After using the second stage for a couple of projects, I have found that the baffle helps a lot. It was worth the time and effort to add it in. The baffle appears to keep the air flow at the top instead of sucking out sawdust that has already settled in the bottom of the barrel.

Eric


----------



## ORBlackFZ1 (Jul 14, 2011)

*Update*

After using 4" flexible hose to all of my equipment for a couple of years now, I decided that I should do some more research on improving the dust collection. The alternatives that I came up with were:

1. Switch to dedicated metal piping. 

2. Replace my 4" flexible hose with 6" flexible hose

3. Improve each individual piece of equipment dust collection.

4. Status Quo (do nothing).

Alternative 1, still does not make sense for my small (500 sqft) shop. I have two (2) areas in the center of the shop that I swap equipment to when they are being used. Otherwise, the equipment is staged on a wall, sometimes, two (2) pieces deep. The two work areas are easily reached by a 10' hose from the DC.

Alternative 2 was the one I selected to get started with because it promised the best improvement for the time and effort. Alternative 3 is a "must do" after alternative 2 is completed.

I created a new Top Hat Separator (See Photo #6) that has 6" input and output ports. It also allowed me to use my 40+ gallon barrel to it's fullest capacity (See Photo #1). The in-barrel design worked great, but used about 25% of the barrel capacity.

I also created a 6" hose clamp for my Jet DC-1100 (See Photo #4). The DC-1100 will accept a 6" flexible hose on its intake port, but I wanted to be able to quickly remove the hose for cleaning and movement.

The Top Hat Separator works much better than the in-barrel separator. Both are based on the same design principles. I believe that the implementation of the principles when I created the Top Hat, allows it to perform better than the in-barrel separator. My DC filter has yet to need a cleaning (I check every time I empty the separator barrel) and the "fine" bag has about a cup of fines even though I have emptied my 40+ gallon separator barrel eight (8) times since I installed the Top Hat. That is about 320 gallons of sawdust to 1 cup of fines!!! 

Here are some of my thoughts on why the Top Hat works better:

1. The Top Hat has 6" input and output ports, which match the Jet DC-1100's input port size. This allows for a much larger volume of air flow that matches the DC-1100's capability.

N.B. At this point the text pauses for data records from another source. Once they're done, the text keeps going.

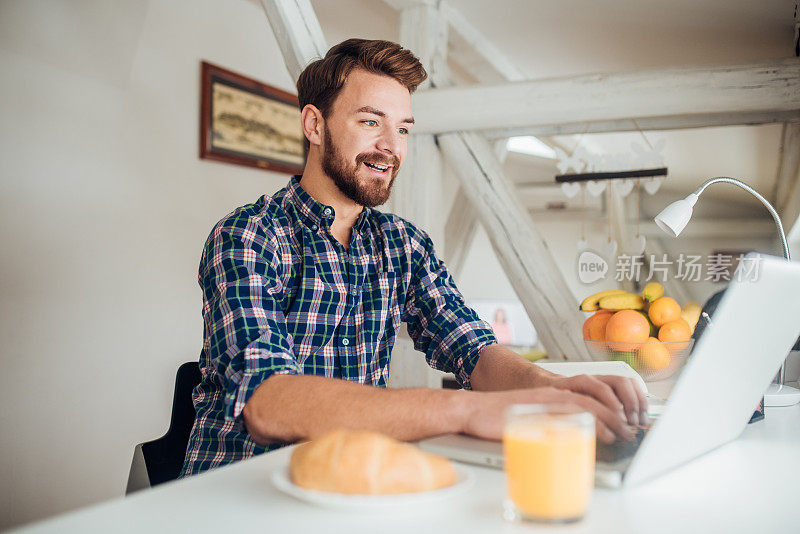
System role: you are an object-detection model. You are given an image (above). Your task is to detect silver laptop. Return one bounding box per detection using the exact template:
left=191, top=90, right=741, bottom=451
left=419, top=254, right=800, bottom=487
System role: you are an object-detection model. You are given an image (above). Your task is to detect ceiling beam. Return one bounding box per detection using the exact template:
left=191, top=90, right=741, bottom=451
left=414, top=58, right=800, bottom=133
left=438, top=132, right=590, bottom=360
left=261, top=0, right=328, bottom=80
left=441, top=1, right=528, bottom=82
left=483, top=110, right=800, bottom=139
left=771, top=122, right=800, bottom=213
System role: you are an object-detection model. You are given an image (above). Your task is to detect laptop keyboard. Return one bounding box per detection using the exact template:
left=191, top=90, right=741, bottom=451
left=596, top=425, right=652, bottom=463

2. I am using a 5" flexible hose from the separator to the jointer and/or surface planer. The speed of the air through the 5" will be faster than the 6". When the air flow reaches the Top Hat separator, the speed will decrease which helps let the dust separate out.

3. The construction of the Top Hat incorporated many ideas from the JP Thien discussion forum 5", Rectangular Inlet, Bellmouth Outlet with Air Straightener, Top Hat Separator, that weren't available when I constructed the in-barrel separator.

As for alternative #3, I have updated the following equipment to work with a 6" diameter hose: Jet JJ-12 Jointer. 
The following equipment will be updated next: Rikon 18" bandsaw, Craftsman Hybrid Table saw, Router Table, Milwaukie compound sliding miter saw and sanding down draft table.

The Grizzly G5850Z surface planer works great with its existing 5" port and the Top Hat separator.


----------